Gross: mucoid, 3 mm to 2 cm

Micro: circumscribed but nonencapsulated hypocellular tumor with minimal blood vessels, composed of mucoid material with suspension of loose framework of reticulin fibers; cells are spindled with tiny pyknotic nuclei and delicate cytoplasmic processes; no pleomorphism; may have pseudocapsule of condensed reticulin fibers and compressed skeletal muscle

Positive stains: Alcian blue (myxoid matrix), mucicarmine, colloidal iron, vimentin

Negative stains: skeletal muscle, S100

DD: myxoid change in neurofibroma, schwannoma or lipoma; sarcomas (more cellular, more vascular, atypia, mitotic figures)

 

Osteoma

True neoplasms capable of unlimited growth, in contrast to exostosis

Asymptomatic solitary masses attached by narrow pedicle to tympanosquamous or tympanomastoid suture line

Micro: mature bone with bone marrow and intraosseous fibrovascular tissue covered by keratinized squamous epithelium

 

Solitary fibrous tumor

Slow growing tumor, usually benign, although malignant transformation and metastases have been reported at other sites

Only one case report in auditory canal

Case reports: 39 year old woman with tumor of auditory canal (Archives 2004;128:e169)

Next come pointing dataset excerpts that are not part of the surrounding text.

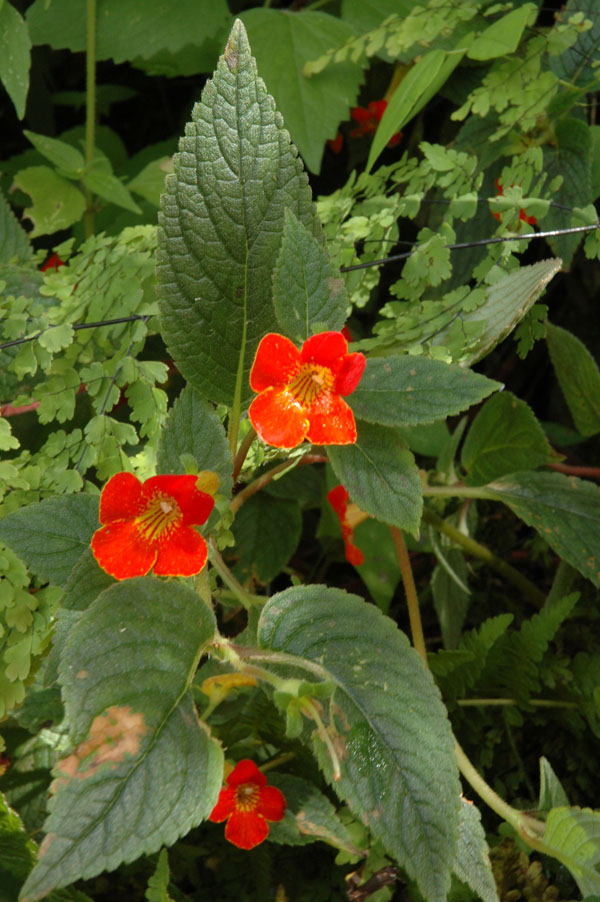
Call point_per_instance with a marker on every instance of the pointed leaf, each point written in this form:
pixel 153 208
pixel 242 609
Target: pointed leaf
pixel 504 436
pixel 51 535
pixel 388 725
pixel 144 771
pixel 406 391
pixel 308 293
pixel 578 377
pixel 221 223
pixel 381 476
pixel 564 510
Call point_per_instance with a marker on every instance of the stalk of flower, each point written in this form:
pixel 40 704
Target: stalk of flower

Micro: fascicular, whorled or haphazard (patternless) arrangement of oval/spindle cells in myxoid or collagenous stroma with inflammatory cells and vascular clefts; may have mild atypia or occasional mitotic figures

Positive stains: vimentin, CD34, bcl2, CD99

Negative stains: keratin, EMA, S100, CD31, neurofilament

 

Synovial chondromatosis

Also called synovial chondrometaplasia, synovial osteochondromatosis

Possibly neoplastic process in which multiple cartilaginous nodules form in synovium, some detach and float in joint space

Temporomandibular joint (TMJ) lesions cause asymptomatic mass of external auditory canal, with preauricular swelling and limited joint motion; usually in adult women

Xray: numerous radiopaque loose bodies within TMJ, but without bone destruction

Confined to joint space, usually easily enucleated; rarely extends into parotid gland, temporal bone, cranium, auditory canal

Treatment: conservative surgery

Gross: synovium with diffuse polypoid or pedunculated nodules, 1 mm to 3 cm, with smooth to granular external surface

Micro:  nodules of mature cartilage of varying cellularity within synovium and joint space; cartilage may have atypia, hyperchromasia, binucleated chondrocytes, mitotic figures; also calcification and ossification

DD: chondrosarcoma

 

 

External ear tumors-malignant

Basal cell carcinoma

Common tumor of auricle and external auditory canal

Untreated tumors may extend into middle ear, mastoid or cranial cavity

Treatment: surgery, radiation therapy

 

Ceruminal gland adenocarcinoma

Usually men, ages 30-59 but wide age range

Associated with local pain

Tend to recurrence locally; only rarely metastasizes to regional lymph nodes and lung

Adenoid cystic carcinoma subtypes usually have relatively good 5 year survival, but poor 10- and 20-year survival

Treatment: en bloc resection; more radical surgery if middle ear or temporal bone involvement; also radiation therapy

Case reports: 38 year old man with ceruminous adenoid cystic carcinoma and a contralateral brain metastasis (Archives 2002;126:87)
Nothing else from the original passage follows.